PHILADELPHIA (CBS) - The Korean conflict has been called the "Forgotten War" but in many respects World War I was forgotten first and longer. A Penn grad's new book aims to bring the conflict alive using the voices of those who fought.

The last American World War I veteran died two years ago, which Richard Rubin says is why he spent ten years hurrying to interview those who were left.

"To me, always, the most important thing was that these people's voices be preserved and heard," Rubin said. "That drove everything else that I did in the book, but, of course, they were eyewitnesses and participants, but not historians."

So the book "The Last of the Doughboys" presents the big picture and small, the statistics of thousands killed in a battle with a vignette of an officer's inexplicable order to retrieve an unexploded artillery shell from a tree.

Rubin says The Great War needs to be remembered:

"It changed us forever and to a great extent we changed the world forever with what we did in World War I."
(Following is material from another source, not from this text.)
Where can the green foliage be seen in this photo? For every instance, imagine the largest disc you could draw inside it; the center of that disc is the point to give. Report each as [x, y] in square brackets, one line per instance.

Rubin adds the War lit the fuse on social change here as women and African-Americans found new roles:

"It was the first time African-Americans were sent overseas to fight in France, a country that, at the time, was relatively color-blind, certainly relative to the United States, and it gave people the taste for being treated with equality."

Rubin says the War was largely forgotten, as the British minimized our efforts, and the Depression and World War II completed the collective amnesia.